The first agent's only goal is to find and configure the right set of tools for the job. Its prompt is composed of two parts: a system prompt defining its role and a user prompt defining its task.
This is the core identity given to the agent. It tells the agent what it is, what its capabilities are, and what its final output must be.
"You are a discovery agent. Your job is to find ALL MCP servers "
"needed to fulfill a user's request. First, analyze the user's query "
"to determine what capabilities are needed (e.g., conference search, "
"flight booking, hotel booking, helper tools like geocoding). For each "
"capability, use the RegistryServer to search for a relevant server. "
"After finding all servers, get their addresses. Your final output "
"must be only a JSON list of server configurations. Each configuration "
"must contain 'name' and 'params' (with 'command' and 'args')."This is the first message sent to the agent, which contextualizes the user's original query and gives the agent a clear, actionable goal.
"The user wants to plan a conference trip. The query is: "
"'i want to go to the INTERNATIONAL SEMANTIC WEB CONFERENCE from vienna. "
"Book the flight and hotel for me, you dont need to get my permission for booking'. "
"Find all servers needed for this, including conference "
"discovery, booking (flights and hotels), and any mediation helpers. "
"Return the final list of server configurations as a JSON object."Here is a step-by-step breakdown of how the discovery process unfolds with the prompts above.
-
Agent Receives the Goal: The
DiscoveryAgentis activated with the User Prompt. -
Agent Formulates a Search Query: Based on its instructions and the task, the agent creates a broad search query.
LOG: Agent decides to call the search tool with the query:
"INTERNATIONAL SEMANTIC WEB CONFERENCE flight hotel booking" -
Agent Selects the Best Tool: The agent examines the tools on the
RegistryServerand correctly choosessearch_serversas the most efficient option to find what it needs. -
Agent Calls the Registry Server: The agent executes the tool call.
TOOL_CALL - Calling
mcp_RegistryServer_search_serverswith its query. -
Registry Performs Fuzzy Search (Partial Success): The
RegistryServerreceives the query. In this specific run, the fuzzy search is only partially successful and returns just one of the three required servers (conference_mediation_helpers). -
Agent Adapts and Completes Its Task: Recognizing the initial search was incomplete, the agent adapts its strategy. The logs show it then proceeds with a more cautious, multi-turn approach:
- First, it calls
get_servers()to get a complete list of all available servers. - Then, in the following turns, it calls
get_server_addressfor each of the other required servers (conference_discoveryandbooking-mock) one by one. - After successfully gathering all three server configurations, it assembles the final JSON list and outputs it, completing its task.
- First, it calls
Once the discovery phase is complete, the list of servers is used to initialize a new, main agent. This agent is much simpler because it now has all the tools it needs.
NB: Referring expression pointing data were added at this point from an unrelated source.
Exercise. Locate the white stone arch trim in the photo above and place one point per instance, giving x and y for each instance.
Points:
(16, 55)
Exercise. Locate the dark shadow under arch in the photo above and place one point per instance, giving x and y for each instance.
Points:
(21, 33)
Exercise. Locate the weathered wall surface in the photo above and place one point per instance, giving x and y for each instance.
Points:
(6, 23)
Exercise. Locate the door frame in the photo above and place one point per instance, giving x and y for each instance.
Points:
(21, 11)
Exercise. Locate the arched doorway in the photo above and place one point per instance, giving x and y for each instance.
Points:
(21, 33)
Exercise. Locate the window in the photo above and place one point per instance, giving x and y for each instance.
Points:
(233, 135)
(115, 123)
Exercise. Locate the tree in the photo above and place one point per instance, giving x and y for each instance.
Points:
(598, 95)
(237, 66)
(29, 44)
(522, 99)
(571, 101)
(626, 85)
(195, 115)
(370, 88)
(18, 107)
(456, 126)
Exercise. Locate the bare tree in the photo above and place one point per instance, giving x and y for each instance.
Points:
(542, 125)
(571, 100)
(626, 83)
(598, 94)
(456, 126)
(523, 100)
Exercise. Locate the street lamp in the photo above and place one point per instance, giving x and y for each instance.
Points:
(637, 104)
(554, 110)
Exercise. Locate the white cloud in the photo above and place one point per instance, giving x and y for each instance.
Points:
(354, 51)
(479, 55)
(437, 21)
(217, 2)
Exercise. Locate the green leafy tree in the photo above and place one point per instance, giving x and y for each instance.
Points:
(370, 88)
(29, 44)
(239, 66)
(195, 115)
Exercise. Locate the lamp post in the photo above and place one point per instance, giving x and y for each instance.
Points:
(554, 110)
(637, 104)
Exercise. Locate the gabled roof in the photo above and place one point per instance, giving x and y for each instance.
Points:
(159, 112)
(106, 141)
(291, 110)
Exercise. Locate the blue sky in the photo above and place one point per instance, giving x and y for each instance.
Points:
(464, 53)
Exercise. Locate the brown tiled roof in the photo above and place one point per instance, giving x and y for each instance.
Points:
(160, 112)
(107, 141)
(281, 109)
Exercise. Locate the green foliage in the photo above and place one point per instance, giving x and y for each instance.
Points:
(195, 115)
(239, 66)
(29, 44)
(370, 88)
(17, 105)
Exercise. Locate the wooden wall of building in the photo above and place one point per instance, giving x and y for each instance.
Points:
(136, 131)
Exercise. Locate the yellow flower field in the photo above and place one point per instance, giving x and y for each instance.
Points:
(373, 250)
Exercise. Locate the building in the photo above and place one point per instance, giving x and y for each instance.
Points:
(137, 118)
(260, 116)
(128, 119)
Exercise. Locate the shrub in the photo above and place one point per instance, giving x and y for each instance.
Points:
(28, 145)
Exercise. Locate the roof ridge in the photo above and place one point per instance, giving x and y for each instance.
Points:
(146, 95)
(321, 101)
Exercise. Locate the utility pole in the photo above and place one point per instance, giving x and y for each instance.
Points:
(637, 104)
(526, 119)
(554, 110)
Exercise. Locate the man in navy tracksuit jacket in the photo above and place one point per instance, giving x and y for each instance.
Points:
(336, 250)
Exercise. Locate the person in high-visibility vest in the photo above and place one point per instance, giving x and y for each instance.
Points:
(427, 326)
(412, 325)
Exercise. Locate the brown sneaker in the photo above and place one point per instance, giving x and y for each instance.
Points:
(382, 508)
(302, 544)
This agent's instructions are focused purely on the user-facing task, as the tool discovery problem has already been solved.
"You are a helpful travel agent that can book flights and hotels for a conference."This main agent is then activated with the original user query and proceeds to solve the conference booking task using the dynamically discovered servers for conference search, booking, and geocoding.